In other cases, Russian forces have taken children from occupied territories and placed them with Russian families or in Russian schools. One Ukrainian boy was transferred to a boarding school in the Moscow region and given to a Russian family—a practice international advocates describe as systematic child separation.
What This Pattern Tells Us
When armies fight along static front lines for long periods, history shows they tend to expand what they consider a "legitimate target." Roads, buses, power plants, and water systems start getting hit not because they're strictly military, but because they support the war effort or connect one side's territory to another.
That's what we're seeing in Ukraine. As the conflict drags on without a clear end, each side is steadily widening its target set. A bus becomes a target because it might carry soldiers, or because shutting down transport makes it harder for the other side to supply troops or move people. A water repair crew becomes a target because keeping utilities working keeps the territory functioning.

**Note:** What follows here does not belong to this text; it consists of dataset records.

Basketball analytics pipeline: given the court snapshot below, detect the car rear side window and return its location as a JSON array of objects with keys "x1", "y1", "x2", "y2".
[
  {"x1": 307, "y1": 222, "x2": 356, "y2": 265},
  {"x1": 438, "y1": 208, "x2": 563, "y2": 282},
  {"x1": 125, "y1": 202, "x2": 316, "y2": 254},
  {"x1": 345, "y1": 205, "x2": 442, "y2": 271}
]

The integration of drones into this process means these decisions can happen faster and with less oversight than in past conflicts.
Where This Leads
The pattern suggests the conflict is unlikely to de-escalate on its own. When military lines stop moving, wars typically get more bitter and more difficult to contain. The fact that both sides are now striking deep into each other's territory—well behind the front lines—indicates each side believes it can gain an advantage through attrition and disruption rather than through conventional military breakthrough.
The targeting of buses and civilian infrastructure shows that Ukraine and Russia are both willing to accept civilian casualties as a cost of their strategy. Whether this pressure eventually pushes either side toward negotiation, or simply hardens positions further, remains unclear. What is clear is that ordinary civilians traveling ordinary routes are increasingly in the line of fire.